The Barbell Prescription defines the key attributes of fitness and features of an exercise program and compares how different exercise modalities deliver against them.
Fitness has the following attributes
An ideal exercise programme should be
Before looking at the different types of exercise and how well they support both the fitness and exercise goals, the obvious should be stated - that pretty much all exercise is better than no exercise.
All within sensible bounds of course; everything is dose-dependent : none bad, some good, too much bad again especially as we get older. “There’s always an n-shaped curve” as I’m overly fond of saying.
Endurance is stuff like running, cycling, swimming and so on. Repetitive, low-intensity, great fun (particularly if it’s cycling :-)) and better than sitting on your arse. The risk of injury increases with age - especially running - and progression tends to be doing it for longer and longer with both diminishing beneficial returns and further increased risk of injury. Cycling, the king of endurance activity, is an ‘unnatural’ movement, consequently making some bits strong and other bits weak and this imbalance can cause problems in the long term.
Functional Bootcamp-style exercise - which I unhelpfully and provocatively call ‘swinging things around’. Boxing, swinging ropes, manhandling kettlebells, that kind of thing. Great fun, social, and beneficial no doubt. Probably well tolerated by younger folks but the risks of injury must increase with age especially given the combination of variety of exercise and the urge to ‘push’. It lacks decent, measurable progression, too much variation and is exercise rather than training.
Gym Machines are a safe, progressive and decent enough way to hit most of the fitness attributes. However, they focus on training individual muscles rather than movements, the range of movement is limited, and can’t be adapted to the match the size of the trainee.
Barbell training is the king of exercising. If you did one thing this would be it. The four big compound exercises (ie deadlift, squat, press and bench press) cover a huge bulk of the important musculature and train ‘movements’ rather than ‘muscles’. There are only four exercises to learn, to start with anyway, and the minimum dose is an empty bar of 20kg with finely titrable progression all the way up to close to your genetic potential. The motto is ‘simple, hard, effective’ (see the podcast below). The sessions are short (around 45 minutes to an hour) and done optimally three times a week.
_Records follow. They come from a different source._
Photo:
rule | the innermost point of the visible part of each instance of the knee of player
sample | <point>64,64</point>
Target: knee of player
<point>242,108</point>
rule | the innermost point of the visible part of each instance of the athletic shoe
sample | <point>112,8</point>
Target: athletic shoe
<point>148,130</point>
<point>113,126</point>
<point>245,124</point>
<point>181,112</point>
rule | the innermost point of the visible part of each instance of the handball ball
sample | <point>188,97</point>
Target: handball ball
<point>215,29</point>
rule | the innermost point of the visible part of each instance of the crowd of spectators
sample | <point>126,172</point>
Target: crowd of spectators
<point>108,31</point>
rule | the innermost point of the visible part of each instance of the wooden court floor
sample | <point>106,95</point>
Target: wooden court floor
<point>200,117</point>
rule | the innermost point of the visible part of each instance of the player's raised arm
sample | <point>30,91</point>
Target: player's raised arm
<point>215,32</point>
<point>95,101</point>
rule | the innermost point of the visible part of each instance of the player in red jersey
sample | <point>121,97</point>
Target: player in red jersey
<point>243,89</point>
My principal objective : be stronger at 60 than I will be at 50.
Most fitness regimes promote novelty as a means of generating motivation which is perfectly understandable. However a really simple program, repeated frequently, with precisely measured progression can provided more than enough motivation. What could be more motivating that making constant progress, knowing you are making constant progress and feeling the benefits along the way?
Barbell training is incredibly simple : rock up and lift a bit more than you did before. That’s all there is to it for a long time.
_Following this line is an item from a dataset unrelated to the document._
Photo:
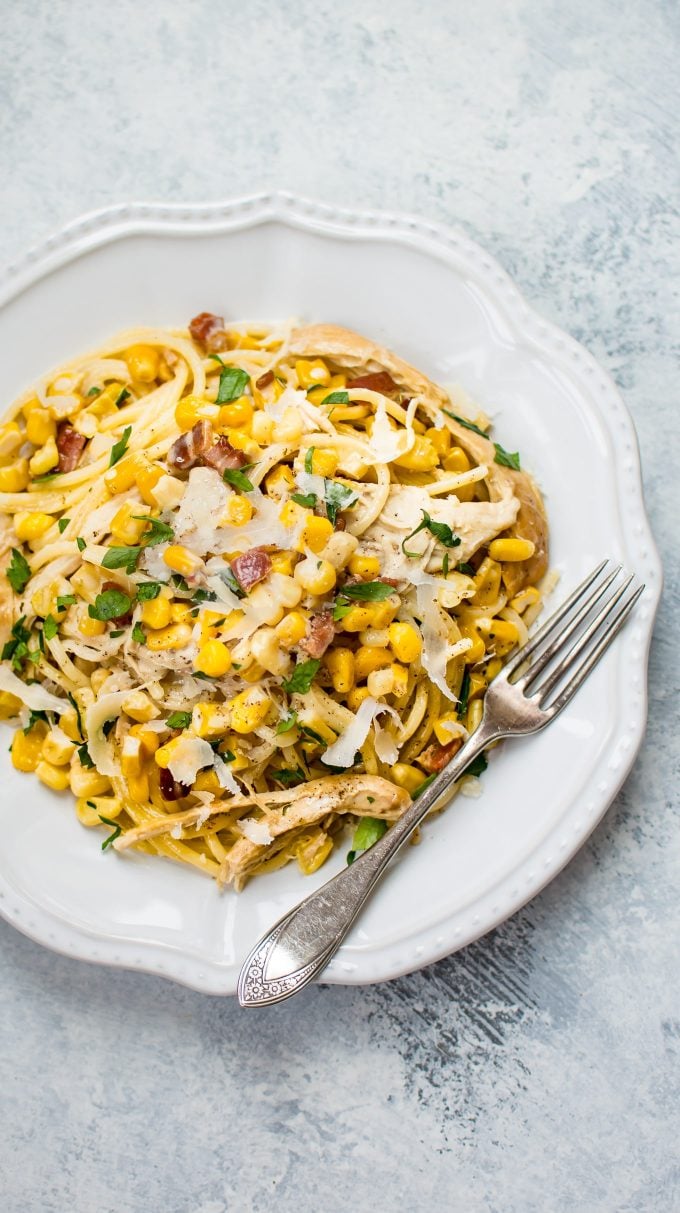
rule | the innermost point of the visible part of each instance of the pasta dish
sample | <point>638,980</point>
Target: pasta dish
<point>257,579</point>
I’m in absolutely no hurry to race to my genetic potential and will take any gradient of improvement, no matter how slight. This includes having fractional plates as light at 0.25kg which enable progressions of half a kilo at a time.
This gradual progression helps avoid injuries and sustains motivation as the weight on the bar keeps increasing : for months, years even, before you need to play around with other training variables other than the amount of iron lifted in each session.
As Mark Rippetoe says
Strong people are harder to kill than weak people, and more useful in general
Barbell training is the most powerful, rational, simple, safe and effective approach to fitness.
The goal is not necessarily longevity, but the compression of morbidity. As you get older you get weaker - training to specifically counter this seems a straightforward, common sense proposition.
Does that render all other types of exercise redundant? I seriously doubt it. I throw in some cycling, HIIT and yoga on a weekly basis. But if you could only do one thing to hold back the tide of ageing? My vote currently goes to the barbell.